Although I once made the mistake of pouring hot cream that instantly soaked the crust, and resigned myself to a disaster dessert. But good thing I had already started using butter cake that time, because it held up, and nobody noticed the difference. Imagine if I had used chiffon or sponge!

Other Variations
  • Halve the thickness of the cake, spread half of the cream mixture and half the fruits. Spread another layer of butter cake, the remaining cream mixture and fruits. Finish off with the gelatin.
  • Use chiffon or sponge cake (available in most streetside bakeries), or graham crackers (2-3 layers) or broas (lady fingers, 2-3 layers) as crust, whether for the single layer or for the multiple layered cake.
  • Use yellow colored gelatin in the cream mixture.
  • Use lychee-flavored gelatin for the fruit topping, or flavor the gelatin with the syrup of the fruit cocktail.
  • Use cornstarch as thickener instead of gelatin. Dissolve about half a cup of cornstarch and mix with the cream and condensed milk mixture. Heat over medium fire, stirring constantly until thick as paste. Pour over crust.
  • For less fat content, use milk and flour instead of the cream mixture. Bring to a simmer while stirring constantly until thick.
  • Or in dissolving the gelatin use milk in lieu of water, and use this for the cream mixture.
  • Do away with the condensed milk, especially if using cake as base, which is already sweet enough.
  • Incorporate buco slivers into the cream mixture for a more Pinoy version.
  • Use only one kind of fruit, like canned peaches, fresh mangoes (for this I would recommend a rich chocolate cake as base), fresh strawberries (how about ground Sunflower crackers for this one? The chicken or smoked bacon flavored ones are perfect for fresh strawberries in a multi-layered cake), etc. The possibilities are endless.

Related Posts
Strawberry Float
Cathedral Windows

The Tinapay Series


3 comments:

copperfish said...

Nice new look of your blog and compliments very with your "Crema de Fruta" pics and the fast approaching Cristmas.

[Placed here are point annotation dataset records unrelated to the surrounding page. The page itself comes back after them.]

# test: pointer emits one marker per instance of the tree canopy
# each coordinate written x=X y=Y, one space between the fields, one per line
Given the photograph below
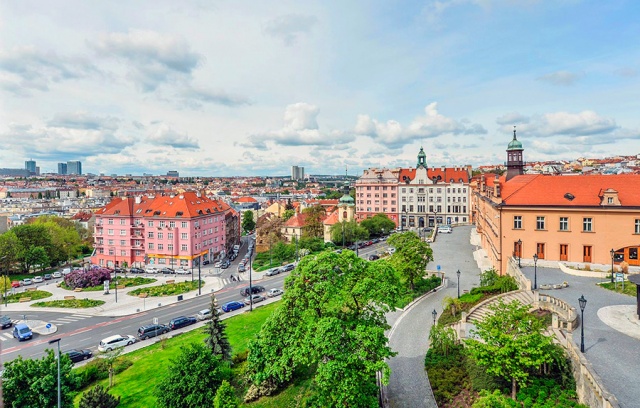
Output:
x=332 y=319
x=511 y=343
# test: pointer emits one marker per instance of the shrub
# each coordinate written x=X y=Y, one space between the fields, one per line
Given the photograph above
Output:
x=82 y=279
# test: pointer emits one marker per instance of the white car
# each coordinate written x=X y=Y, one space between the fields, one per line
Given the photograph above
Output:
x=115 y=341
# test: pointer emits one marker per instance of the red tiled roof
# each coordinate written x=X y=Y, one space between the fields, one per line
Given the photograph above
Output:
x=587 y=190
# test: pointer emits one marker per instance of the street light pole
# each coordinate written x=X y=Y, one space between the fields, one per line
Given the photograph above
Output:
x=535 y=271
x=59 y=395
x=612 y=252
x=583 y=303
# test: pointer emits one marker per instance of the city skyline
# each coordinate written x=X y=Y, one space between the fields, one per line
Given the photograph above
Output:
x=248 y=89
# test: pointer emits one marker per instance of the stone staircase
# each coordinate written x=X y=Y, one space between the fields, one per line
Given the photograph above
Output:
x=482 y=310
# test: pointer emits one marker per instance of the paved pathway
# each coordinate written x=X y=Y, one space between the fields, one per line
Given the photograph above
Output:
x=408 y=385
x=614 y=355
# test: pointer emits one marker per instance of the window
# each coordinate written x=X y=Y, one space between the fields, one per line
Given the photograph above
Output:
x=564 y=223
x=517 y=222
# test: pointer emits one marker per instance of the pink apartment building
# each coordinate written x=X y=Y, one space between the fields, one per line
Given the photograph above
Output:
x=176 y=230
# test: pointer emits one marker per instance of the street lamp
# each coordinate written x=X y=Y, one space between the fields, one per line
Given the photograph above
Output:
x=612 y=252
x=535 y=271
x=583 y=302
x=51 y=342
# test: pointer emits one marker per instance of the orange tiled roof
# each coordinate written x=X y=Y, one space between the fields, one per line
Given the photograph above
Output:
x=587 y=190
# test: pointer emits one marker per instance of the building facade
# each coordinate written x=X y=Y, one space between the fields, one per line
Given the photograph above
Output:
x=576 y=219
x=178 y=230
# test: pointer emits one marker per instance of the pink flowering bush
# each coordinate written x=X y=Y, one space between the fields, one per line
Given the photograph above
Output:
x=82 y=279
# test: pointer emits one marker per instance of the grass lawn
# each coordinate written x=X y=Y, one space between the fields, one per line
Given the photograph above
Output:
x=136 y=384
x=629 y=288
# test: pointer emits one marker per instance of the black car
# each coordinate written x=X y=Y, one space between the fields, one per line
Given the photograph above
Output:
x=254 y=289
x=181 y=321
x=152 y=330
x=79 y=355
x=5 y=322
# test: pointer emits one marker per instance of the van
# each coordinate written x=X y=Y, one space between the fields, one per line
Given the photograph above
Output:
x=22 y=332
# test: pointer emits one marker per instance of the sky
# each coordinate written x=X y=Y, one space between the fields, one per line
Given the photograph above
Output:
x=235 y=87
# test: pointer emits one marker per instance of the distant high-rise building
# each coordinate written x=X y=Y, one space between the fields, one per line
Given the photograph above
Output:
x=30 y=166
x=74 y=167
x=297 y=173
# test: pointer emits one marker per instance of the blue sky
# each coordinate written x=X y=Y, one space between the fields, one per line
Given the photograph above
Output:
x=251 y=88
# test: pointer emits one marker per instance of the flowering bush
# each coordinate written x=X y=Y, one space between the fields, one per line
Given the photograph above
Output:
x=82 y=279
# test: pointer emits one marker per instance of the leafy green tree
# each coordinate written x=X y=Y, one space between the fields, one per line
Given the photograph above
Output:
x=216 y=339
x=98 y=397
x=34 y=382
x=511 y=343
x=225 y=396
x=331 y=318
x=313 y=227
x=248 y=224
x=411 y=257
x=192 y=379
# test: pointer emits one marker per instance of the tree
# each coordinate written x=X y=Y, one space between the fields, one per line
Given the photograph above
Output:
x=216 y=339
x=248 y=224
x=331 y=318
x=225 y=396
x=34 y=383
x=411 y=256
x=98 y=397
x=511 y=343
x=192 y=378
x=313 y=227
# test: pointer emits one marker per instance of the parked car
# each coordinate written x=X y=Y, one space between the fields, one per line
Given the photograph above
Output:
x=152 y=330
x=273 y=272
x=288 y=267
x=181 y=321
x=77 y=355
x=254 y=289
x=114 y=342
x=256 y=299
x=22 y=332
x=274 y=292
x=231 y=306
x=204 y=314
x=5 y=322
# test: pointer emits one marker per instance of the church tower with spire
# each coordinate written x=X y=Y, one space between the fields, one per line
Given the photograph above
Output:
x=515 y=164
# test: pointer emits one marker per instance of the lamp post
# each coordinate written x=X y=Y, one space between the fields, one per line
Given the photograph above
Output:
x=51 y=342
x=612 y=252
x=583 y=302
x=535 y=271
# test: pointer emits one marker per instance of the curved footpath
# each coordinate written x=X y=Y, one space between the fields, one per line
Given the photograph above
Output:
x=408 y=385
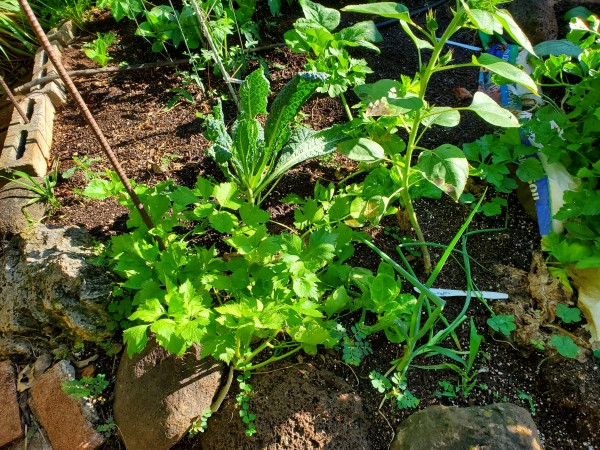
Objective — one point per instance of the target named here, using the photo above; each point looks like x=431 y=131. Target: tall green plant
x=256 y=157
x=326 y=50
x=389 y=105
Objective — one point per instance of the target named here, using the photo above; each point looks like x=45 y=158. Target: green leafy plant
x=424 y=329
x=256 y=158
x=44 y=189
x=564 y=345
x=326 y=50
x=568 y=133
x=107 y=427
x=389 y=105
x=86 y=387
x=568 y=315
x=242 y=400
x=82 y=164
x=354 y=347
x=57 y=11
x=200 y=425
x=97 y=50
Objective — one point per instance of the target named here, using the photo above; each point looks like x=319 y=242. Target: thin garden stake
x=13 y=100
x=90 y=72
x=206 y=32
x=87 y=114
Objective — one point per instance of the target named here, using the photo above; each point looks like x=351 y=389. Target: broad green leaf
x=135 y=338
x=149 y=311
x=221 y=347
x=337 y=301
x=565 y=346
x=253 y=94
x=513 y=29
x=568 y=315
x=286 y=105
x=442 y=116
x=360 y=34
x=226 y=195
x=223 y=221
x=579 y=11
x=328 y=17
x=530 y=169
x=304 y=144
x=362 y=150
x=383 y=9
x=306 y=286
x=491 y=112
x=216 y=132
x=252 y=215
x=557 y=48
x=192 y=331
x=485 y=21
x=447 y=168
x=505 y=70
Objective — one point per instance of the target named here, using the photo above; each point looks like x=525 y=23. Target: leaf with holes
x=447 y=168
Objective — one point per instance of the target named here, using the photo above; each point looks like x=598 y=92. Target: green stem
x=414 y=131
x=273 y=359
x=346 y=107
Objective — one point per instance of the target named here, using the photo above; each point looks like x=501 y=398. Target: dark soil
x=153 y=145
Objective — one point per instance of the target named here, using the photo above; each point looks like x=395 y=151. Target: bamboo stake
x=13 y=100
x=87 y=114
x=206 y=32
x=89 y=72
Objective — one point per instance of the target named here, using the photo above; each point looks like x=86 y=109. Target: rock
x=10 y=416
x=13 y=212
x=38 y=441
x=66 y=419
x=501 y=425
x=158 y=395
x=49 y=289
x=536 y=18
x=304 y=407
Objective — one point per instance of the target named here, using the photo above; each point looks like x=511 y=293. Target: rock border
x=27 y=146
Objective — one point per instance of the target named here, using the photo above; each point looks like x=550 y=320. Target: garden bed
x=153 y=145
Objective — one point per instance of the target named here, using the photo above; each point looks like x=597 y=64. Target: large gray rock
x=68 y=421
x=15 y=216
x=158 y=395
x=536 y=18
x=49 y=289
x=498 y=426
x=297 y=407
x=10 y=415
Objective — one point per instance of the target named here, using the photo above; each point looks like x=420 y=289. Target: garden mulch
x=153 y=144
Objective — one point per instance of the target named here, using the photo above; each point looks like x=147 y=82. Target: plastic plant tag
x=488 y=295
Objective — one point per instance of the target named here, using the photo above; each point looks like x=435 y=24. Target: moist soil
x=154 y=144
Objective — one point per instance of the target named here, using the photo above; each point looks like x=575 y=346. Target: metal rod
x=13 y=100
x=87 y=114
x=206 y=32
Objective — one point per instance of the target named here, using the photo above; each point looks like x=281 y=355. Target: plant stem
x=346 y=107
x=426 y=74
x=273 y=359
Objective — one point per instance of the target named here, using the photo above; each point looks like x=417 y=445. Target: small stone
x=66 y=419
x=10 y=416
x=13 y=210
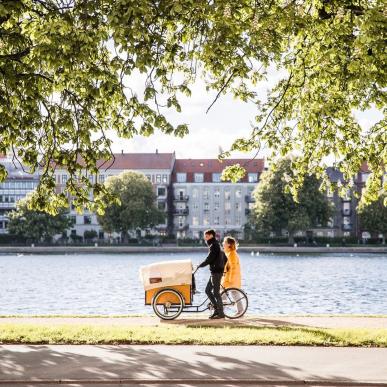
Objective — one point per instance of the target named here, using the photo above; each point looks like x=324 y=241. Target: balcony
x=181 y=227
x=249 y=199
x=346 y=211
x=181 y=211
x=181 y=198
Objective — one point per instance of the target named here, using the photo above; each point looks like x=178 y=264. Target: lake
x=90 y=284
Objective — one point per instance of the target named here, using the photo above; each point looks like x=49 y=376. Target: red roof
x=210 y=166
x=139 y=161
x=215 y=166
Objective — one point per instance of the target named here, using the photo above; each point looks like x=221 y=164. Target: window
x=346 y=208
x=252 y=177
x=181 y=177
x=216 y=177
x=181 y=195
x=198 y=177
x=161 y=191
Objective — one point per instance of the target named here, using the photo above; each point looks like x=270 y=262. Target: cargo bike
x=170 y=287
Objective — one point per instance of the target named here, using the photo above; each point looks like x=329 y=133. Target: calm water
x=109 y=284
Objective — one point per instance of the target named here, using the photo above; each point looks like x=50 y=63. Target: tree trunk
x=124 y=237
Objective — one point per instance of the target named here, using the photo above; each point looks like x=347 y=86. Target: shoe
x=217 y=316
x=213 y=314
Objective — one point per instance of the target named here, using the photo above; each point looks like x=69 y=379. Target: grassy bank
x=21 y=333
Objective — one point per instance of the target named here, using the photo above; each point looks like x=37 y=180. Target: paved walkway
x=83 y=365
x=201 y=319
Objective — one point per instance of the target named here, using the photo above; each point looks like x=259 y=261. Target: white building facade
x=202 y=201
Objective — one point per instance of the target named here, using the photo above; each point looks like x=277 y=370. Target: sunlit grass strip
x=87 y=334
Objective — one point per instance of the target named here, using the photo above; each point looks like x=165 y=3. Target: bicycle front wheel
x=168 y=304
x=235 y=302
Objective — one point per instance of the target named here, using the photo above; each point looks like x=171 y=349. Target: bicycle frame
x=196 y=308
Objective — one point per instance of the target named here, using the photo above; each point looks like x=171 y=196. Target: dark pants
x=213 y=292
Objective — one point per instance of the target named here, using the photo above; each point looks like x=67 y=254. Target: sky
x=210 y=132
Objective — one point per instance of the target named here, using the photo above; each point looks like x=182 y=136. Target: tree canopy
x=66 y=68
x=37 y=225
x=135 y=208
x=275 y=210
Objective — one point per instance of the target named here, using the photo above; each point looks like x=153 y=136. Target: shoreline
x=183 y=249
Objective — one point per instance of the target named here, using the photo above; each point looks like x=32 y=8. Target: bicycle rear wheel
x=235 y=302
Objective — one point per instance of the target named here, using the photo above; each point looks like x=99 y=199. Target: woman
x=232 y=270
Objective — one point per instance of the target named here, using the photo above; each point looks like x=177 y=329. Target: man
x=216 y=261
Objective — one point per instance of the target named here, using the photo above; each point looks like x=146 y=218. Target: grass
x=22 y=333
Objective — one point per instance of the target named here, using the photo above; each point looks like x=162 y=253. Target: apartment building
x=17 y=185
x=201 y=200
x=157 y=167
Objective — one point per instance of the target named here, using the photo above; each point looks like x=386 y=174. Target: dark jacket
x=215 y=257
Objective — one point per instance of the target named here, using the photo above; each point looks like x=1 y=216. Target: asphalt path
x=85 y=365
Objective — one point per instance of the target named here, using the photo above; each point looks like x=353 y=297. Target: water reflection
x=109 y=284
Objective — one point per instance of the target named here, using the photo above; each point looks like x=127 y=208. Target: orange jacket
x=232 y=276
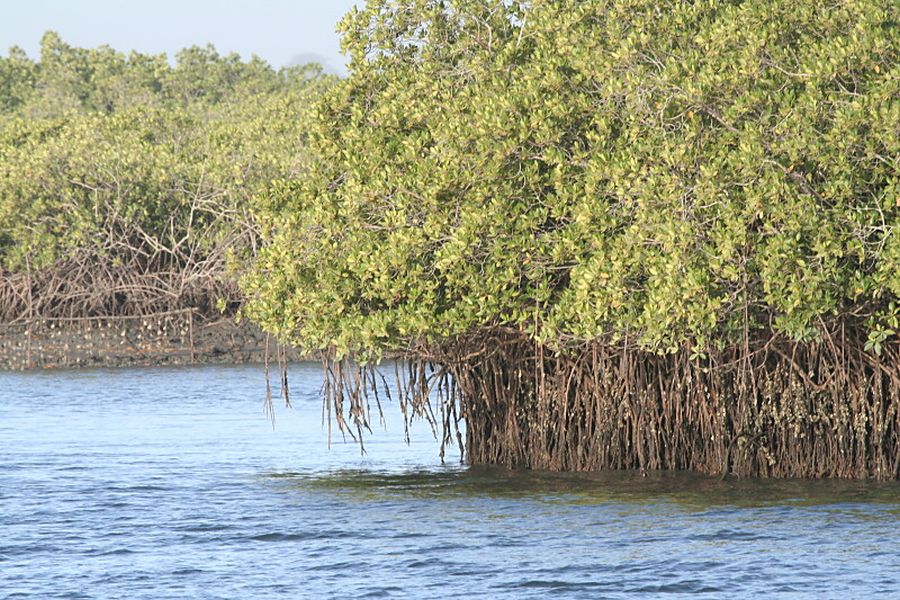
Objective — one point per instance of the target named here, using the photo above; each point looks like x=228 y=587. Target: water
x=171 y=483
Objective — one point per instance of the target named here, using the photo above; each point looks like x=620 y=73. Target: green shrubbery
x=125 y=181
x=671 y=172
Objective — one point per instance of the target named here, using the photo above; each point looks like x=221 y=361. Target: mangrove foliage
x=607 y=233
x=127 y=181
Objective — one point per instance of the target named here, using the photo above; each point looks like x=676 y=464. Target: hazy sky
x=277 y=30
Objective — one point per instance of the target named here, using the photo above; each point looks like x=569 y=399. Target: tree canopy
x=667 y=173
x=127 y=181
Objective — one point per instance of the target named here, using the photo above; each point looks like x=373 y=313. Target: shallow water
x=171 y=483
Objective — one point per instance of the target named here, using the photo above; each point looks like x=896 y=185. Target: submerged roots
x=771 y=409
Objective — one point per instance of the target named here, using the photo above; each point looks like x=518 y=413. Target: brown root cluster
x=91 y=285
x=770 y=408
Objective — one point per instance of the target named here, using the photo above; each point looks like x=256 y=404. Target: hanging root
x=771 y=408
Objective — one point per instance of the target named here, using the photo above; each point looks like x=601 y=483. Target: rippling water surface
x=171 y=483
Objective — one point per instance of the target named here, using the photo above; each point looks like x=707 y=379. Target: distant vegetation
x=627 y=233
x=127 y=181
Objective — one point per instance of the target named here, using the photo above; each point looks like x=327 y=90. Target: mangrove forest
x=587 y=234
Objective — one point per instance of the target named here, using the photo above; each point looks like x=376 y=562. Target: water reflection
x=685 y=489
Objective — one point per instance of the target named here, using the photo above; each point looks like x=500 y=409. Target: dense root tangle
x=770 y=408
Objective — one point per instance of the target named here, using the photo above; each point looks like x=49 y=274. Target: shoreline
x=174 y=338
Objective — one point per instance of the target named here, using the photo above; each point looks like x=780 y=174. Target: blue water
x=172 y=483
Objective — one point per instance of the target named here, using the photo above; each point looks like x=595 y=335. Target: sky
x=280 y=31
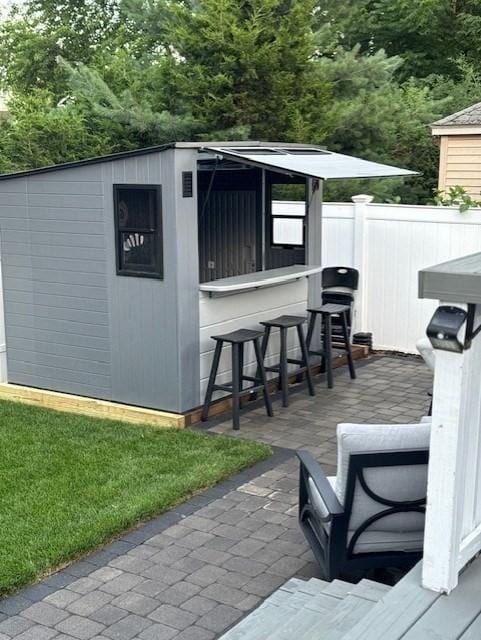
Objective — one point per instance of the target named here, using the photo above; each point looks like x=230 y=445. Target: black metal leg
x=210 y=384
x=235 y=385
x=328 y=350
x=265 y=341
x=310 y=329
x=345 y=333
x=305 y=358
x=263 y=378
x=241 y=371
x=283 y=377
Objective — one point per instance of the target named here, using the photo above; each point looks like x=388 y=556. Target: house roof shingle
x=469 y=116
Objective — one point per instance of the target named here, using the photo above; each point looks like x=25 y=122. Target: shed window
x=138 y=228
x=288 y=222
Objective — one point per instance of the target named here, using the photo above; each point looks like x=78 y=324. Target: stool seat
x=330 y=308
x=285 y=322
x=235 y=388
x=239 y=336
x=326 y=313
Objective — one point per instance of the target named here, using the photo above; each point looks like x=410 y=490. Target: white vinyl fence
x=389 y=244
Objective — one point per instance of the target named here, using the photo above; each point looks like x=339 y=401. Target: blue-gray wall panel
x=72 y=323
x=143 y=310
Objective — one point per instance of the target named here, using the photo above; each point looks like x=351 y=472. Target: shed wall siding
x=55 y=282
x=460 y=163
x=72 y=324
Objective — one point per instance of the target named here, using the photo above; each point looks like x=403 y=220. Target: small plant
x=394 y=200
x=456 y=196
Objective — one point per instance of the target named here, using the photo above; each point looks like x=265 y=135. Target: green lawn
x=68 y=483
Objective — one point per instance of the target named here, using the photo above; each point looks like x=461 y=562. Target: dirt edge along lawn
x=69 y=483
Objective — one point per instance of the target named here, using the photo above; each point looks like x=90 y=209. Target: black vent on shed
x=187 y=184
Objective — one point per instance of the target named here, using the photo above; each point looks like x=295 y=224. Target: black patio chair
x=371 y=515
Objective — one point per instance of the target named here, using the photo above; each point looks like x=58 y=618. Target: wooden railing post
x=453 y=512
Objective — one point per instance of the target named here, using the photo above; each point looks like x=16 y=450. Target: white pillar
x=314 y=238
x=361 y=203
x=3 y=350
x=453 y=524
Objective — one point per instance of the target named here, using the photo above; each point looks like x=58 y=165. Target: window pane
x=288 y=231
x=137 y=252
x=288 y=208
x=136 y=208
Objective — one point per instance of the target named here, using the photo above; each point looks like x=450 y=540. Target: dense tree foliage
x=364 y=77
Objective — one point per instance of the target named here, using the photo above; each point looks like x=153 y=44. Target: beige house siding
x=460 y=163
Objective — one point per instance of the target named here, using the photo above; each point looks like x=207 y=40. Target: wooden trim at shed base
x=90 y=406
x=223 y=405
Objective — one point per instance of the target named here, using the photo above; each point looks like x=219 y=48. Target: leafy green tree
x=237 y=63
x=36 y=34
x=428 y=34
x=39 y=133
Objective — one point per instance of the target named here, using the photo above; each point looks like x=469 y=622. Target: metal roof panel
x=308 y=161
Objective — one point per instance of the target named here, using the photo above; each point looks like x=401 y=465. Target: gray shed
x=116 y=270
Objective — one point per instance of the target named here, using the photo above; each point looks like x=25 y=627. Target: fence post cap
x=362 y=198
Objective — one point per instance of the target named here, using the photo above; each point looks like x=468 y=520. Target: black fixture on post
x=445 y=325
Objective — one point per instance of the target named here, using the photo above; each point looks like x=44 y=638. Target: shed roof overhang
x=454 y=281
x=308 y=161
x=456 y=130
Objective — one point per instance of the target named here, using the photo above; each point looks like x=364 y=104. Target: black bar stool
x=284 y=323
x=237 y=340
x=327 y=312
x=339 y=285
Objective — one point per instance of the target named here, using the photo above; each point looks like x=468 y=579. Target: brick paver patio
x=193 y=572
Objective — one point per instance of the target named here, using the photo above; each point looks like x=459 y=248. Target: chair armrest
x=311 y=468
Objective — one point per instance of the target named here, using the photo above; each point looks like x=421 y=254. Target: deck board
x=450 y=615
x=473 y=632
x=397 y=612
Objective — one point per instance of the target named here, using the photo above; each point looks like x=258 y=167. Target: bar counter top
x=259 y=279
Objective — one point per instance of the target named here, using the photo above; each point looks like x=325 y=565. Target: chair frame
x=332 y=551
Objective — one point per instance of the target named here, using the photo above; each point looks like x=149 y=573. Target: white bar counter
x=243 y=302
x=259 y=279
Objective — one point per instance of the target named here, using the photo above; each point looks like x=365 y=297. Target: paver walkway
x=195 y=571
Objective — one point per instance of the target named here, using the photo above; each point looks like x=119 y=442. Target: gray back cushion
x=394 y=483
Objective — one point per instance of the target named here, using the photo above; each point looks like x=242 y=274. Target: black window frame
x=156 y=232
x=288 y=245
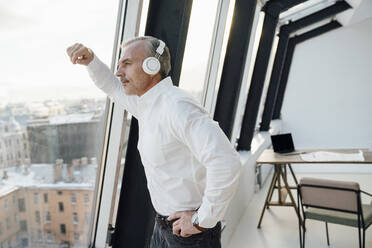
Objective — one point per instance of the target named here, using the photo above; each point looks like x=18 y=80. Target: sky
x=34 y=38
x=35 y=34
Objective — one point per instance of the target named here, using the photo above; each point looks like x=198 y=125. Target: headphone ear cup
x=151 y=65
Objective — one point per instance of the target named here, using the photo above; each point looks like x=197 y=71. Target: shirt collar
x=153 y=92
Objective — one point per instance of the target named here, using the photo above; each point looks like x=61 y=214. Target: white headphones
x=151 y=65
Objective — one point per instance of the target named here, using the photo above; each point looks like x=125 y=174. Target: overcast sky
x=36 y=33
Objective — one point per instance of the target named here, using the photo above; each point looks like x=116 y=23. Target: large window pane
x=198 y=46
x=51 y=120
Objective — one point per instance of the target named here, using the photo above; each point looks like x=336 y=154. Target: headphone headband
x=160 y=48
x=151 y=65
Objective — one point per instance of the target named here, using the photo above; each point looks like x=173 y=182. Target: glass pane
x=51 y=120
x=198 y=45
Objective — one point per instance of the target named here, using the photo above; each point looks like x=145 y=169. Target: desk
x=282 y=162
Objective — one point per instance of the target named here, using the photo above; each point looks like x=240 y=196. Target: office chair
x=331 y=201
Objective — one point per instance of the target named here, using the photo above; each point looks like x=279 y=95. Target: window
x=6 y=204
x=23 y=225
x=21 y=205
x=16 y=218
x=47 y=217
x=49 y=236
x=87 y=218
x=74 y=218
x=76 y=236
x=39 y=235
x=37 y=216
x=24 y=242
x=8 y=223
x=195 y=61
x=36 y=198
x=86 y=199
x=63 y=229
x=73 y=199
x=60 y=206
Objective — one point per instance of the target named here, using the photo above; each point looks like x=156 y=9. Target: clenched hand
x=79 y=54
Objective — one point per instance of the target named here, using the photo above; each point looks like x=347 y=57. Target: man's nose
x=119 y=73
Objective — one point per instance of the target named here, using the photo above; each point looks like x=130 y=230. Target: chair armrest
x=366 y=193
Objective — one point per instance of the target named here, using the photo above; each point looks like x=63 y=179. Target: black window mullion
x=274 y=81
x=258 y=77
x=234 y=63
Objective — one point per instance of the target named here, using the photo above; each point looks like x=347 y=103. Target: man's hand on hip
x=183 y=226
x=79 y=54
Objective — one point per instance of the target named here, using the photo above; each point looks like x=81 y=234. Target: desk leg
x=269 y=195
x=273 y=188
x=279 y=168
x=294 y=176
x=291 y=196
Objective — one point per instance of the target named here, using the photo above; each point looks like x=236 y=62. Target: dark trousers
x=163 y=237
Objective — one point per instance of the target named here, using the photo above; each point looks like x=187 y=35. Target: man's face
x=134 y=80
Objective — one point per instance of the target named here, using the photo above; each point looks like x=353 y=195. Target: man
x=191 y=168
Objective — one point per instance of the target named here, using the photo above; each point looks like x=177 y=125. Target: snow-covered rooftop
x=63 y=119
x=42 y=176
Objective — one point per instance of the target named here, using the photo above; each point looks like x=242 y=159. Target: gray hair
x=152 y=44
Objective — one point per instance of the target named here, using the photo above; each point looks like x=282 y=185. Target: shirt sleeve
x=211 y=147
x=104 y=79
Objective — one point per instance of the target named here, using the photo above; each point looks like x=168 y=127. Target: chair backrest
x=340 y=195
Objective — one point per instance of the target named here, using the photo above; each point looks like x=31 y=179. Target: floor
x=279 y=227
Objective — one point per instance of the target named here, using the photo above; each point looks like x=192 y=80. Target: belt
x=163 y=220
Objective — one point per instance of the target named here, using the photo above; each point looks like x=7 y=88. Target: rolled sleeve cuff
x=94 y=65
x=206 y=219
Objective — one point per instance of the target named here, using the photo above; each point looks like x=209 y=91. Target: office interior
x=259 y=67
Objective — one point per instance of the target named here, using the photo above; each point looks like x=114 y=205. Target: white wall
x=328 y=101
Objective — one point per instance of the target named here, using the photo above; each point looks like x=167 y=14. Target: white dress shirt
x=188 y=160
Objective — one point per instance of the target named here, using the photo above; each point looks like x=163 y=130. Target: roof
x=42 y=176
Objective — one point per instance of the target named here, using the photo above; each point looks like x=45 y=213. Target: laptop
x=282 y=143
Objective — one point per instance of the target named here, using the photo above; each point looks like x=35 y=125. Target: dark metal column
x=167 y=20
x=274 y=81
x=288 y=61
x=284 y=78
x=234 y=63
x=272 y=12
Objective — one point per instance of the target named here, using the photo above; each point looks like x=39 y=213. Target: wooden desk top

Thanks for sharing your recipe on this and I'll try to make one this holidays. From experiences I'm quite a disaster when it comes to gelatin so I'm already hesitant to use it. Maybe I'll just follow the gelatins instructions carefully so as to avoid the disastrous outcome.

Kai said...

Thanks, copperfish. Maybe you should try the cornstarch variation. But here's a secret, when my gelatin does not gel, I reboil and reboil, or add more powder, until it solidifies. ;-)

grace said...

OMG!... this is making me hungry for dessert.. it's one of my favorites, i havent tried making crema de fruta yet, but I will, one day! Thanks for sharing.